Vendredi dernier, la police métropolitaine de Londres (‘Met’) a menacé les journalistes de poursuites en vertu de la loi britannique sur les secrets officiels (Official Secrets Act), une attaque sans précédent de la liberté de la presse.
Le contrôleur général Neil Basu a annoncé que le Commandement de l’antiterrorisme allait enquêter sur les infractions présumées à l’Offical Secrets Act dans la publication de télégrammes diplomatiques rédigés par l’ex-ambassadeur sir Kim Darroch.
Darroch a démissionné la semaine dernière comme ambassadeur de Grande-Bretagne aux États-Unis après que le quotidien britannique Daily Mail a publié des évaluations confidentielles accablantes sur le Président Donald Trump. Trump avait publiquement réprimandé Darroch qui avait décrit son administration comme «uniquement dysfonctionnelle» et «inepte».

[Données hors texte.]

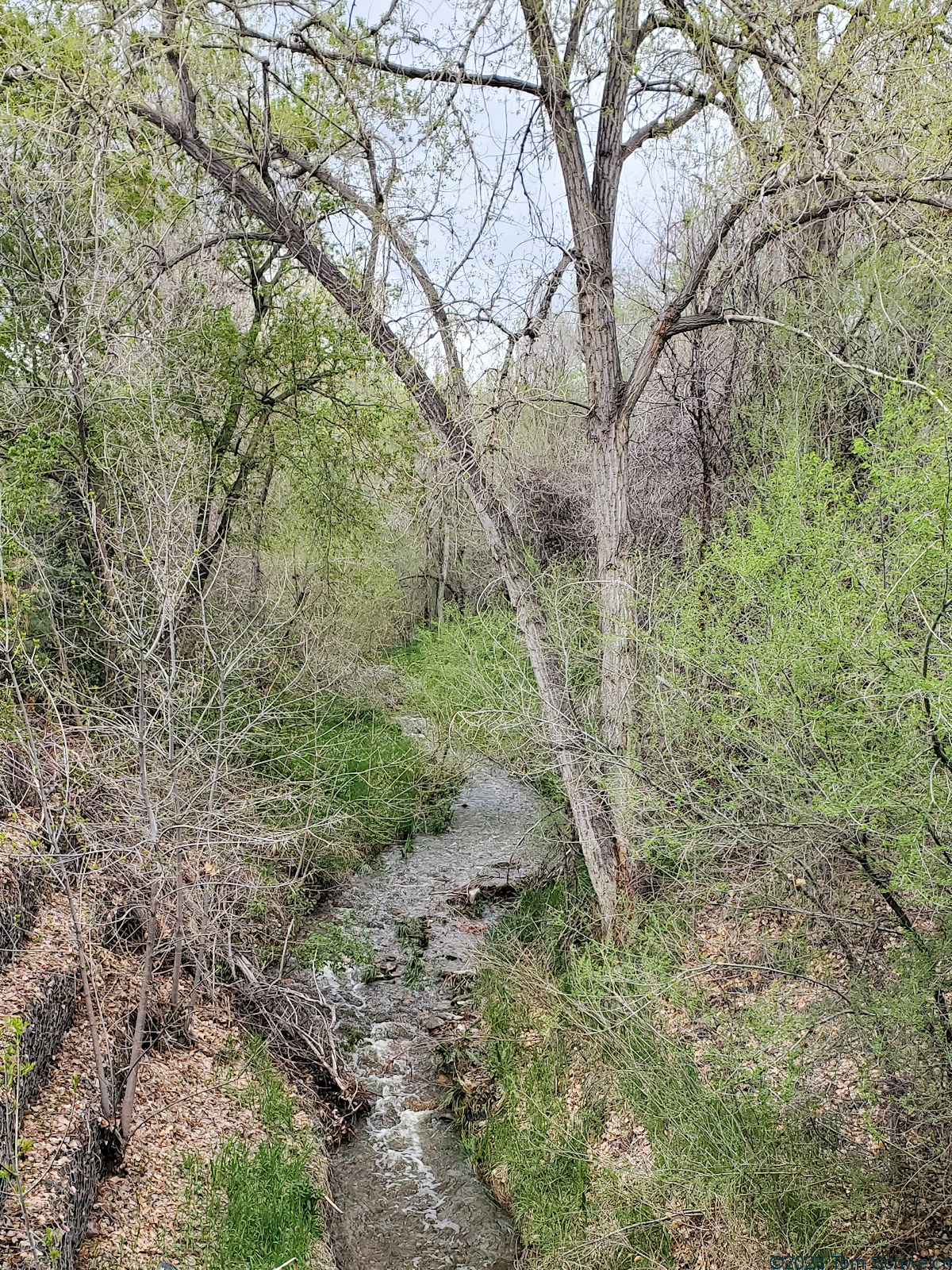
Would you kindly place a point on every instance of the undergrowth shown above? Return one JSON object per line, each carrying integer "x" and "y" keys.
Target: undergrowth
{"x": 351, "y": 775}
{"x": 615, "y": 1136}
{"x": 255, "y": 1208}
{"x": 334, "y": 946}
{"x": 473, "y": 677}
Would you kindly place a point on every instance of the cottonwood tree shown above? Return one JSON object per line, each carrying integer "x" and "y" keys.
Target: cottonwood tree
{"x": 332, "y": 135}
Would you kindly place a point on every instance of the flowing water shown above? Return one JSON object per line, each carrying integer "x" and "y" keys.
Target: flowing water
{"x": 409, "y": 1198}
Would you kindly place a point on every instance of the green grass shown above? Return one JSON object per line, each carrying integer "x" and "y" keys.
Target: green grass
{"x": 336, "y": 946}
{"x": 353, "y": 776}
{"x": 254, "y": 1208}
{"x": 575, "y": 1041}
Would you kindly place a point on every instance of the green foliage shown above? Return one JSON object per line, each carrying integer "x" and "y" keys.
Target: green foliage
{"x": 336, "y": 946}
{"x": 254, "y": 1208}
{"x": 351, "y": 770}
{"x": 471, "y": 676}
{"x": 583, "y": 1060}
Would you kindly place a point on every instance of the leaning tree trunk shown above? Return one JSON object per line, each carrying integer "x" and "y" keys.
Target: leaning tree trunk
{"x": 452, "y": 423}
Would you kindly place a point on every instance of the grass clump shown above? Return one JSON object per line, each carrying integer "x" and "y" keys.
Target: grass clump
{"x": 615, "y": 1127}
{"x": 254, "y": 1208}
{"x": 351, "y": 774}
{"x": 471, "y": 676}
{"x": 334, "y": 946}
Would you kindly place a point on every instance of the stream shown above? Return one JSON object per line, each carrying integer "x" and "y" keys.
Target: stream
{"x": 408, "y": 1197}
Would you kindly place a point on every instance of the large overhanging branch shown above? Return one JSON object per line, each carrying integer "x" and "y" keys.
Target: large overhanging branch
{"x": 673, "y": 321}
{"x": 298, "y": 42}
{"x": 381, "y": 222}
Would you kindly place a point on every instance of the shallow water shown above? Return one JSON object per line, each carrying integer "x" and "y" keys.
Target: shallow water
{"x": 408, "y": 1194}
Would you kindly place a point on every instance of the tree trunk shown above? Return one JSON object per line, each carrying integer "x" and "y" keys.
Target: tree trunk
{"x": 590, "y": 810}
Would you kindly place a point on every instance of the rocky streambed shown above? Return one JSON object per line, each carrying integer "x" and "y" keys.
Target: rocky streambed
{"x": 405, "y": 1195}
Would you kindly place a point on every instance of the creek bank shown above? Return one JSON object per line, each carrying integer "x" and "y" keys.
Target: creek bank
{"x": 405, "y": 1194}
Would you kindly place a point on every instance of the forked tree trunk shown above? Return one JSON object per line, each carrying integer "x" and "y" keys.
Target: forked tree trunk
{"x": 590, "y": 808}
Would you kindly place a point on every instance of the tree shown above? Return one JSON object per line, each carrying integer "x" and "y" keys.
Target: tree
{"x": 306, "y": 130}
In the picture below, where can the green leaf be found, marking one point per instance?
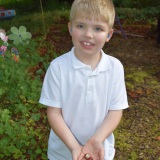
(12, 36)
(15, 30)
(22, 30)
(26, 35)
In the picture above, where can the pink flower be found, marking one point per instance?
(3, 48)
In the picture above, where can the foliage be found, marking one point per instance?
(139, 4)
(20, 114)
(136, 15)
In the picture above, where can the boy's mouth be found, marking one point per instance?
(87, 43)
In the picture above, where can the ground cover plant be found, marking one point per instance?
(23, 124)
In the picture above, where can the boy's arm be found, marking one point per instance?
(109, 124)
(60, 128)
(94, 145)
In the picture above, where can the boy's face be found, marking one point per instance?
(89, 35)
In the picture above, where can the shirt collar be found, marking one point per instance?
(103, 65)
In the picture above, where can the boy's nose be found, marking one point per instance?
(88, 34)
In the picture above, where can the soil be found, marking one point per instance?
(138, 135)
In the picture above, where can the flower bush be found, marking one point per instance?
(18, 36)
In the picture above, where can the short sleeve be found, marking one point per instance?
(50, 94)
(118, 95)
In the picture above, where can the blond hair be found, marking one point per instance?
(93, 9)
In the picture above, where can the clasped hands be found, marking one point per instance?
(92, 150)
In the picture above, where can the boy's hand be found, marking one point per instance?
(95, 150)
(76, 152)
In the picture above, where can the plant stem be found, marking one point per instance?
(44, 27)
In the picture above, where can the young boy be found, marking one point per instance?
(84, 89)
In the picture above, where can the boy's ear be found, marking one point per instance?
(70, 28)
(110, 33)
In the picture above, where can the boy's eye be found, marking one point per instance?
(98, 29)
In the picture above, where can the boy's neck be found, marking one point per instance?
(92, 61)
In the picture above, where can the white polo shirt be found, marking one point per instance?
(85, 97)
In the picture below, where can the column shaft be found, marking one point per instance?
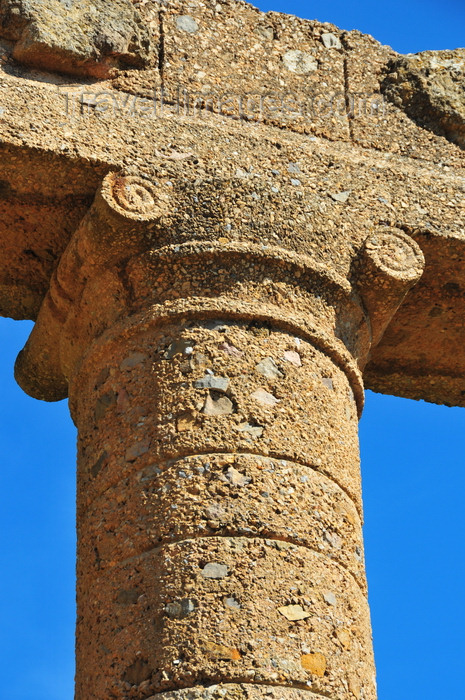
(219, 517)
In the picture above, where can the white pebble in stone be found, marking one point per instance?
(331, 41)
(214, 570)
(186, 23)
(300, 62)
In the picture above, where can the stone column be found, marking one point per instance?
(216, 389)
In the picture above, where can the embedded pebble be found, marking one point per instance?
(341, 196)
(186, 23)
(300, 62)
(214, 570)
(212, 382)
(264, 397)
(293, 612)
(269, 368)
(221, 406)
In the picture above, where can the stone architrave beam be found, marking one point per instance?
(224, 223)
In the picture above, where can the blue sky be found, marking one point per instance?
(413, 477)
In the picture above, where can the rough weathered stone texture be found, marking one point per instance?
(218, 246)
(88, 37)
(429, 86)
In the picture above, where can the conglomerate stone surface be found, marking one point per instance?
(223, 221)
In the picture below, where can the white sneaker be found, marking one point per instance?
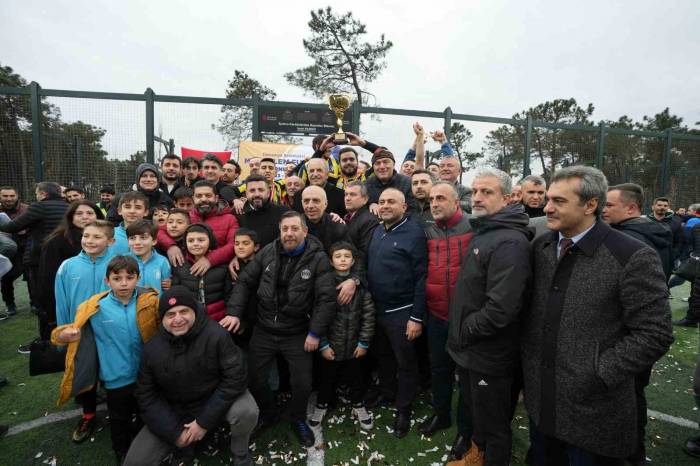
(363, 417)
(317, 416)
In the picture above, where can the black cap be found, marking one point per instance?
(178, 295)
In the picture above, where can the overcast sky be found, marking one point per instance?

Basu a déclaré devant le quartier général de Scotland Yard: «Compte tenu des conséquences largement rapportées de cette fuite, je suis convaincu que les relations internationales du Royaume-Uni ont subi des dommages et qu’il y aurait un intérêt public évident à traduire en justice la personne ou les personnes responsables».
Au lanceur d’alerte, il a dit : «Rendez-vous dès que possible, expliquez-vous et faites face aux conséquences.»
Cette déclaration visait également les journalistes et organismes médiatiques: «La publication de communications ayant fait l’objet d’une fuite, connaissant les dommages qu’elles ont causés – ou sont susceptibles de causer – peuvent elles aussi constituer une matière criminelle».
«Je conseille à tous les propriétaires, rédacteurs en chef et éditeurs de réseaux sociaux et médias grand public de ne pas publier de documents gouvernementaux ayant fait l’objet de fuites, ceux déjà en leur possession ou ceux qui pourraient leur être offerts; de les remettre à la police ou de les rendre à leur propriétaire légitime, le gouvernement de Sa Majesté».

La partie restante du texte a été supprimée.